With regards to this Inquiry, we would particularly like to recognise the work of the Department of Human Services’ National Multicultural Advisory Group and their efforts to improve the experience of CALD Australians when dealing with Centrelink and other divisions of the Department of Human Services.
This work is so important because some of Australian’s most vulnerable people come from CALD backgrounds. Their vulnerability is accentuated by an intersection of challenges.
For example, the vulnerability that necessitates Centrelink support – unemployment or insecure employment, caring responsibilities, financial insecurity in older age, or disability – may be accentuated by poor English literacy and a limited understanding of the Australian Government System.
It is for these reasons that many CALD Australians have a ‘vulnerability indicator’ in their Centrelink record. FECCA understands that debt recovery letters were not sent to Centrelink clients with vulnerability indicators and this shielded many CALD Centrelink clients from the stress and anxiety caused by these debt recovery letters. This should be acknowledged.
It is inevitable, however, that some CALD Australians who were not identified by a vulnerability indicator would have received a welfare debt compliance letter.
FECCA appreciates that debt management is a necessary party of the social welfare network and that automated services are an attractive alternative to more resource intensive-processes.
But you cannot justify exposing many vulnerable people to confusion and anxiety as a result of receiving incorrect debt demands by saying “at least the most vulnerable Australians were protected.” By definition, those receiving support from Centrelink will likely have vulnerabilities, whether or not they are severe enough to be noted with a ‘vulnerability indicator’ in their record. That vulnerability is likely to be compounded if you are from a CALD background.
If the reports are correct that the data-matching process used to investigate welfare compliance simply divides yearly income reported to the ATO equally across the 12 months of the year rather than reflecting actual income receipts in each month, CALD Australians would be particularly susceptible to being sent debt compliance letters incorrectly.
This is because many CALD Australians are employed in insecure work. The complex work patterns, increased job mobility and inconsistent monthly income of many CALD people mean that they are at greater risk of being wrongly identified as having a debt.

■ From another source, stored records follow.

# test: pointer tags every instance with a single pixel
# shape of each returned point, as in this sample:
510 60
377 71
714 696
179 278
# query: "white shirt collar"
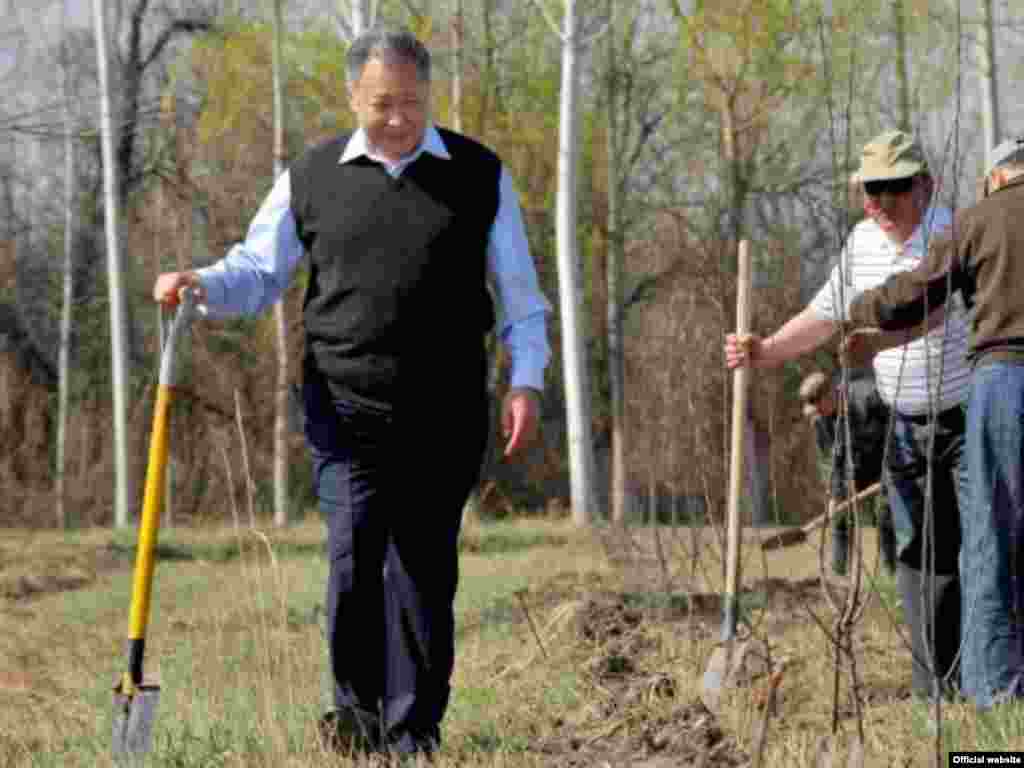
358 146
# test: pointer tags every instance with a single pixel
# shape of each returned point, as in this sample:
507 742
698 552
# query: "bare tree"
578 406
281 326
354 16
989 80
64 366
114 272
457 54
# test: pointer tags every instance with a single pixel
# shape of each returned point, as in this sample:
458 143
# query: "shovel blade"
133 718
732 664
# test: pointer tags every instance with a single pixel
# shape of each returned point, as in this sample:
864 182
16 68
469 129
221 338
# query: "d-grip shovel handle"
153 503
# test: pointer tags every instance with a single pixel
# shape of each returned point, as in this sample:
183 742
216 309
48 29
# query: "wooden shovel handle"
740 381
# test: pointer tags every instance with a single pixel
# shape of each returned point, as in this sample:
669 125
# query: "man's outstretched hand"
860 345
167 289
520 419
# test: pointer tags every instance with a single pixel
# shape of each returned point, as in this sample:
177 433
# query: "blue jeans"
993 535
928 545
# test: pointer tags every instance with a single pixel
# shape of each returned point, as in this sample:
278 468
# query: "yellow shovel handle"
152 510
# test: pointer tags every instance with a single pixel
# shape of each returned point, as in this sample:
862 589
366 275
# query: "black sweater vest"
397 298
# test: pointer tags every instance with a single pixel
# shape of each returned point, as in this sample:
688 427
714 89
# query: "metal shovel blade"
133 718
733 663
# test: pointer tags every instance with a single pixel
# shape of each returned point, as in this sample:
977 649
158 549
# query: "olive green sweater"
982 256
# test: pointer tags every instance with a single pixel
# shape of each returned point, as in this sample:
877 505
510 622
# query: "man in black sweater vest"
403 224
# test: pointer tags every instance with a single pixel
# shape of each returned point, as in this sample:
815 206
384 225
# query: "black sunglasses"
891 185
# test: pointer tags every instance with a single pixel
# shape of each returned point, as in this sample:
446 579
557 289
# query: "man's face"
896 206
390 103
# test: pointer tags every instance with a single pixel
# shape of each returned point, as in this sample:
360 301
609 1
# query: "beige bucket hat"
892 155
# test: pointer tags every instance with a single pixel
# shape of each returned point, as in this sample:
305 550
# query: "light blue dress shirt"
255 272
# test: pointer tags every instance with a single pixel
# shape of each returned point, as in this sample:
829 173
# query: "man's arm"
902 300
859 346
802 334
522 324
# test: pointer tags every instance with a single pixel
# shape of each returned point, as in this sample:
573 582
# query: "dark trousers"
391 484
929 544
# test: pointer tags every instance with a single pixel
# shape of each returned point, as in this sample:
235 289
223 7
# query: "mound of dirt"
635 715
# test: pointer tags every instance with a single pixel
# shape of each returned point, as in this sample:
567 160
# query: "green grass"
236 637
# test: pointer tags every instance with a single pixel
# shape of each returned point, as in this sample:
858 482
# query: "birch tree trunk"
361 14
64 365
281 394
581 445
114 272
616 352
989 90
902 72
456 111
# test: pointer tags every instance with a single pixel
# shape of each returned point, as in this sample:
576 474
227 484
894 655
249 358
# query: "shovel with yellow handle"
134 697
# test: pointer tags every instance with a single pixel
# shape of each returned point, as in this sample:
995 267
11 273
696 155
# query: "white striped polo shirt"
903 373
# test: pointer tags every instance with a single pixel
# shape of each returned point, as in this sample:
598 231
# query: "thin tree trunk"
114 271
581 445
989 89
902 73
616 352
456 112
281 512
64 363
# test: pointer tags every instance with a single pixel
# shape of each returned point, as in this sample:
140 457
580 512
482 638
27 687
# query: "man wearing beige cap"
925 382
983 261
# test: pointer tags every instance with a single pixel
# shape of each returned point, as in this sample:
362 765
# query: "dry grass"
609 670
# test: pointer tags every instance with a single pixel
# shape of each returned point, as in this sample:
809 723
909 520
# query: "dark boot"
941 599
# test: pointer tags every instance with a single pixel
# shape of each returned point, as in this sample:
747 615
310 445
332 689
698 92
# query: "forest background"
699 124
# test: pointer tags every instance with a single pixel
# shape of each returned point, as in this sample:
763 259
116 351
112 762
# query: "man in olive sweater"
983 259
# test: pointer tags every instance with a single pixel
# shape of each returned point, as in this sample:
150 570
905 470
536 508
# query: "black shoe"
412 749
349 730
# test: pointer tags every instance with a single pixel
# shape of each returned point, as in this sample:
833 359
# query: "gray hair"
387 44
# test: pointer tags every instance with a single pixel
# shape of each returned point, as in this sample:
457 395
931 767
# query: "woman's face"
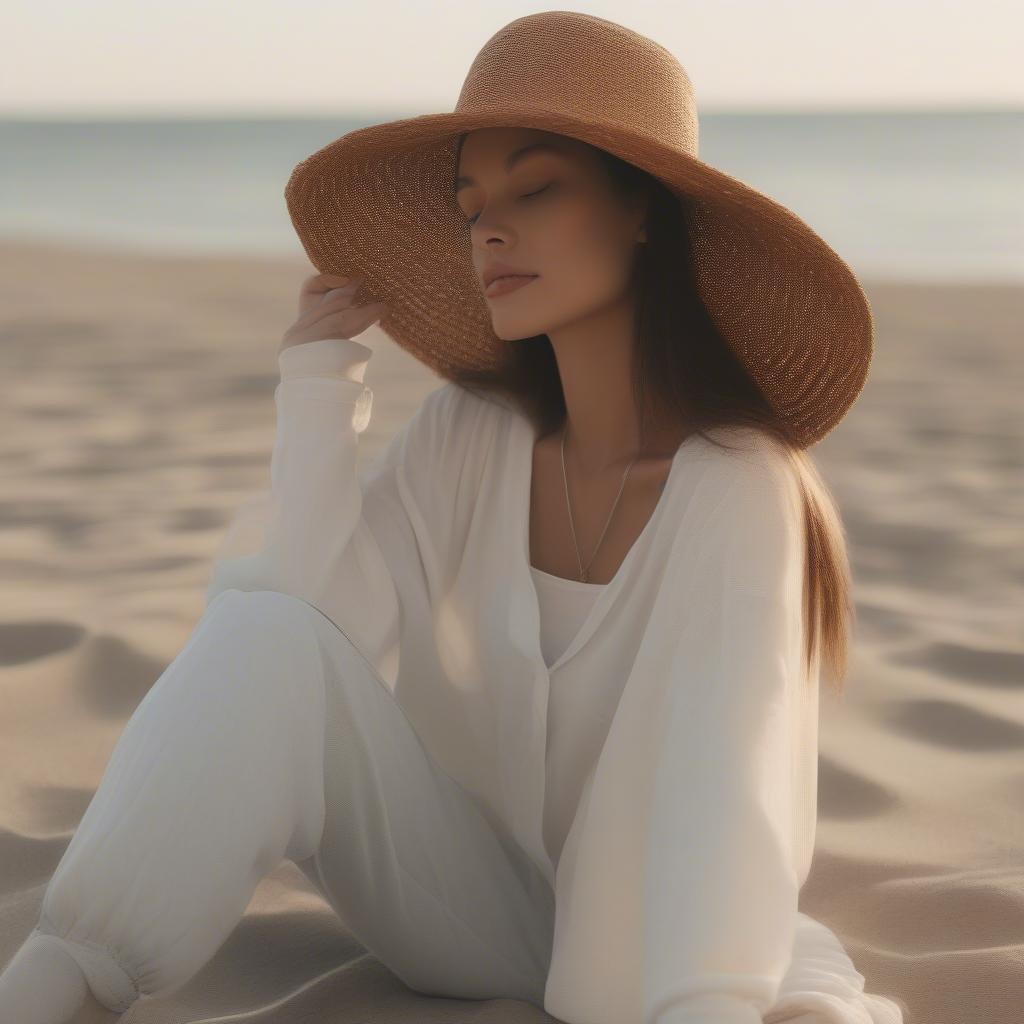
549 212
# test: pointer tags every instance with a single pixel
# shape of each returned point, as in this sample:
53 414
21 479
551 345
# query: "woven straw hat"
379 204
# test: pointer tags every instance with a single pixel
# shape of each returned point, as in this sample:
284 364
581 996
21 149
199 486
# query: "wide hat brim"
379 203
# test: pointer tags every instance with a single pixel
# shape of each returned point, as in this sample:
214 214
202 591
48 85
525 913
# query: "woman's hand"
326 310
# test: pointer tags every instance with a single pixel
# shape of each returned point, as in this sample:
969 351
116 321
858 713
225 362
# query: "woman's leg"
409 860
216 776
269 735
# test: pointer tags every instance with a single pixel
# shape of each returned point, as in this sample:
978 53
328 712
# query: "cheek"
586 257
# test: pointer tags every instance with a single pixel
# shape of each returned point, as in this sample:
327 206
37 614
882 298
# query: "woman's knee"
260 609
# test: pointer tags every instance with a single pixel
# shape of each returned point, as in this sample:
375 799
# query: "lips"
508 283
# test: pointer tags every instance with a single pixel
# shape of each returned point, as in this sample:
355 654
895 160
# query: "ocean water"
909 196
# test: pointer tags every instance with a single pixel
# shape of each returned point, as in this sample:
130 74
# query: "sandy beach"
139 414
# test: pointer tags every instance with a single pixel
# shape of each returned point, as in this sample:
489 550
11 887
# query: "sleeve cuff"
343 357
710 1007
105 975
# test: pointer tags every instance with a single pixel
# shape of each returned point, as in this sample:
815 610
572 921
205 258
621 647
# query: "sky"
280 57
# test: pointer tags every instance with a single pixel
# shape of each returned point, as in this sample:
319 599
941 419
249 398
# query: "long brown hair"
683 365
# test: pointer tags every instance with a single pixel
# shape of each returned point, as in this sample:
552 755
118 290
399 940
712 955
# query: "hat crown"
631 82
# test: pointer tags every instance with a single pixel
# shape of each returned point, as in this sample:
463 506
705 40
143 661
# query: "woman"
532 700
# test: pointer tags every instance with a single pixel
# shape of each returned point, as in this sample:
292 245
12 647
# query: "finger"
313 289
316 305
352 322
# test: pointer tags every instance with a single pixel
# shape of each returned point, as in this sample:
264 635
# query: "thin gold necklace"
585 572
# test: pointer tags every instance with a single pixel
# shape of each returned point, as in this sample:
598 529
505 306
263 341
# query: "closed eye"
526 196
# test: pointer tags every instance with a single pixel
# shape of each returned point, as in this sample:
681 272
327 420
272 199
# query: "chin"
516 329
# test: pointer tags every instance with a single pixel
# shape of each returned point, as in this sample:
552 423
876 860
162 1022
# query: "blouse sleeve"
713 778
308 534
727 826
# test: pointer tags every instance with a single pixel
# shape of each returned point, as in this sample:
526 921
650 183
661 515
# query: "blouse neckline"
578 585
524 434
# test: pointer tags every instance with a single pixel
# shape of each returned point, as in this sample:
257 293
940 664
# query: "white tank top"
564 605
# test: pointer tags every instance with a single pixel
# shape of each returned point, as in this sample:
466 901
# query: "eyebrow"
511 160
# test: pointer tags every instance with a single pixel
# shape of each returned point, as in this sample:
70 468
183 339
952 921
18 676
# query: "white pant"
269 735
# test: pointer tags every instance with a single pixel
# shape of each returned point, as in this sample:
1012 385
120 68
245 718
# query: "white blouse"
572 740
679 708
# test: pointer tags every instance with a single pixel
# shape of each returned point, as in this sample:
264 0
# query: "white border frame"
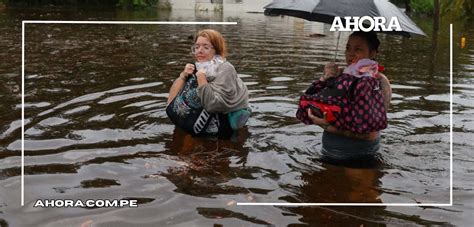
233 23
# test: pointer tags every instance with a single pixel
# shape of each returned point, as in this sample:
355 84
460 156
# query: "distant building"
219 5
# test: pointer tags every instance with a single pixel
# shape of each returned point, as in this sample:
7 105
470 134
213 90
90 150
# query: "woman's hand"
321 122
331 70
188 70
201 77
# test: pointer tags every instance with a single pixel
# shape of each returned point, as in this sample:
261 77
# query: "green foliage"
422 6
457 8
137 4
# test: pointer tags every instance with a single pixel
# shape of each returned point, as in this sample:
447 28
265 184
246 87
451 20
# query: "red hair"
216 40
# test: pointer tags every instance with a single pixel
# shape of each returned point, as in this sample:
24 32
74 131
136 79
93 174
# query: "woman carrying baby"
350 105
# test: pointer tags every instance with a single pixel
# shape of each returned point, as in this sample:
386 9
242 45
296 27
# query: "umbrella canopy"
326 10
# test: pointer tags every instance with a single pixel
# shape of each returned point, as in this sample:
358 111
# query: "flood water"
96 127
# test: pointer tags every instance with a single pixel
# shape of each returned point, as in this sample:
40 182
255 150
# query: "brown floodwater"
95 126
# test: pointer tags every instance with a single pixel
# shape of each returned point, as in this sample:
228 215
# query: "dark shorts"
340 148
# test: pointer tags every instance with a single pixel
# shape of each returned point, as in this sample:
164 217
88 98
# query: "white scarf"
210 66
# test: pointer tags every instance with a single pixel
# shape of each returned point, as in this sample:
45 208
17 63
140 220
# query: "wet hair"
216 40
371 38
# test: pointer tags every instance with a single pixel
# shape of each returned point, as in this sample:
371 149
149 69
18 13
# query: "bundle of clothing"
215 109
352 101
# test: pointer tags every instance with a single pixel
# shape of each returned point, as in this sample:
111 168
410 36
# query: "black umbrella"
326 10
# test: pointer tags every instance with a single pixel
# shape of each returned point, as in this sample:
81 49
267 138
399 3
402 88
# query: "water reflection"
207 164
96 126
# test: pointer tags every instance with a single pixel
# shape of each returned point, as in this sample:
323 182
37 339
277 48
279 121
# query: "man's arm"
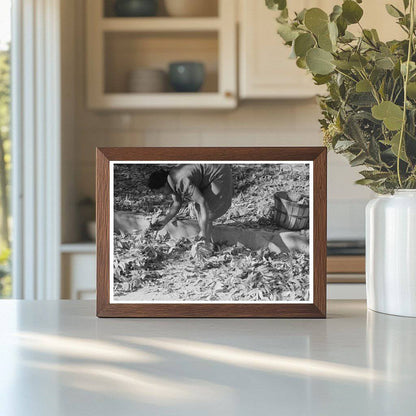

Many migrants and refugees come from countries where challenging authority is dangerous, where if you’re asked to do something by a Government representative you simply do it, or else. Other migrants and refugees may be fearful of the consequences for their immigration status if they challenge authority. The relationship and understanding of officialdom by many migrants and refugees means that they may be less likely to challenge official letters, or may interpret these letters as a threat implying impropriety on their part even if the allegation that they owe a debt is wrong.
Migrants and refugees, older CALD Australians might not know how to challenge the letter. They may be turned away from a Centrelink office given the reports that Centrelink staff were told not to process debt disputes in person. If they are unaware of Centrelink’s multilingual phone service language might discourage them from using the general Centrelink phone services. Many CALD Australians have limited digital literacy and low levels of English language, meaning they are unable to navigate government services through online portals.
And so they just pay – whether or not they were liable for that debt.
When dealing with vulnerable people there is a duty of care to ensure that they are protected. Centrelink should only initiate contact with clients through the welfare compliance system if there is clear evidence of an overpayment or debt.
We would like to emphasise the importance of funding for Multicultural Services and other initiatives dedicated to accommodate CALD Australian when accessing government services, particularly in cases of complex interactions such as resolution of discrepancies.
And there needs to be recognition that in some cases it is only through face-to-face human interaction that CALD individuals are able to effectively communicate with government and other service providers.
Once again, I thank you for the opportunity to address this Inquiry and we look forward to continuing our productive relationship with the Department of Human Services to ensure fairness, equity and ease of access for all Australians, including those from culturally and linguistically diverse backgrounds.